I now turn to the Abstract of the peer-reviewed, open-access paper in Nature. It cites additional peer-reviewed evidence: “Solar radiation management is increasingly considered to be an option for managing global temperatures, yet the economic effects of ameliorating climatic changes by scattering sunlight back to space remain largely unknown. Although solar radiation management may increase crop yields by reducing heat stress, the effects of concomitant changes in available sunlight have never been empirically estimated. Here we use the volcanic eruptions that inspired modern solar radiation management proposals as natural experiments to provide the first estimates, to our knowledge, of how the stratospheric sulfate aerosols created by the eruptions of El Chichón and Mount Pinatubo altered the quantity and quality of global sunlight, and how these changes in sunlight affected global crop yields. We find that the sunlight-mediated effect of stratospheric sulfate aerosols on yields is negative for C4 (maize) and C3 (soy, rice and wheat) crops. Applying our yield model to a solar radiation management scenario based on stratospheric sulfate aerosols, we find that projected mid-twenty-first century damages to scattering sunlight caused by solar radiation management are roughly equal in magnitude to benefits from cooling. This suggests that solar radiation management—if deployed using stratospheric sulfate aerosols similar to those emitted by the volcanic eruptions it seeks to mimic—would, on net, attenuate little of the global agricultural damage from climate change.
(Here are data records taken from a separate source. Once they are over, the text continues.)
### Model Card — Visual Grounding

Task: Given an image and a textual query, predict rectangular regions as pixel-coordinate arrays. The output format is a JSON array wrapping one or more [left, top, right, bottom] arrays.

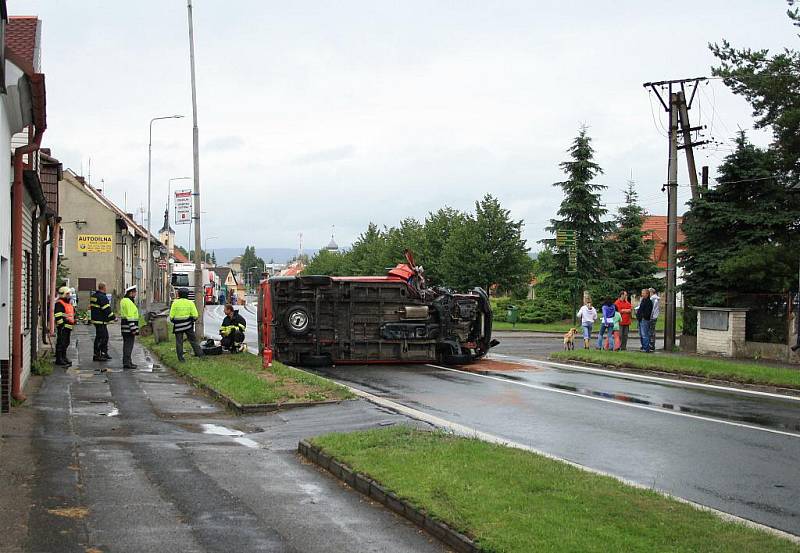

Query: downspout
[[11, 128, 44, 401], [47, 217, 61, 338]]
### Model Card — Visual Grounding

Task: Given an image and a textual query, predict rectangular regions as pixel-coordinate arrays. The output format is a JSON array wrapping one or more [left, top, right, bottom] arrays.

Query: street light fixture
[[145, 115, 183, 311]]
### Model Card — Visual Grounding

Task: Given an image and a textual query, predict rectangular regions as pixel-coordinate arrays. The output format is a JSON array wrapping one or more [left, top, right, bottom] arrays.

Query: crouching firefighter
[[119, 285, 139, 369], [89, 282, 117, 361], [169, 288, 203, 361], [53, 286, 75, 367], [219, 304, 247, 353]]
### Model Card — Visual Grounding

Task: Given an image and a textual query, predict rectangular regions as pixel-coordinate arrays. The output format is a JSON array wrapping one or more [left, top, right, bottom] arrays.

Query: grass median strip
[[141, 337, 354, 405], [311, 426, 800, 553], [550, 349, 800, 389]]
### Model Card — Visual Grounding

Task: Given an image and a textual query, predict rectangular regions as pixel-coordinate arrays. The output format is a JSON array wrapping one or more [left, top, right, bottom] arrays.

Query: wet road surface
[[207, 311, 800, 535], [306, 365, 800, 534]]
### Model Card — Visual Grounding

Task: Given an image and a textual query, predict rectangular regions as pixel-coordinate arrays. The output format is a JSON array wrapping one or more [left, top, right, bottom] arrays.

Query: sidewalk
[[0, 326, 445, 553]]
Our approach could be extended to study the effects of solar radiation management on other global systems, such as human health or ecosystem function.”
The second author of the peer-reviewed paper, a Professor of Public Policy at the University of California-Berkeley, provides the bottom line with a quote in the article at CBC: “We know that chemotherapy … helps aid individuals with cancer, but it also has very dramatic side effects. So there are some cases in which those risks are judged to be worth the consequences in order to avoid potential larger harms from some initial condition.”
Aye, there’s the rub. Who makes the decision, on behalf of all life on Earth, to implement geoengineering. It’s one thing to leave decisions about personal health in the hands of medical doctors and patients. It’s quite another for the few to make critical decisions about applying geoengineering that impact the many.


Thank you once again for your excellent work. To bad humanity never seems to take seriously enough the simple, wise observation of Ben Franklin: "An ounce of prevention is worth a pound of cure".
Oh look, another thing for us to go to war over!
Without reducing emissions, it's a band aid on cancer cells, out of sight is out of mind, 'out of mind' is exactly where our collective mind set seems to function!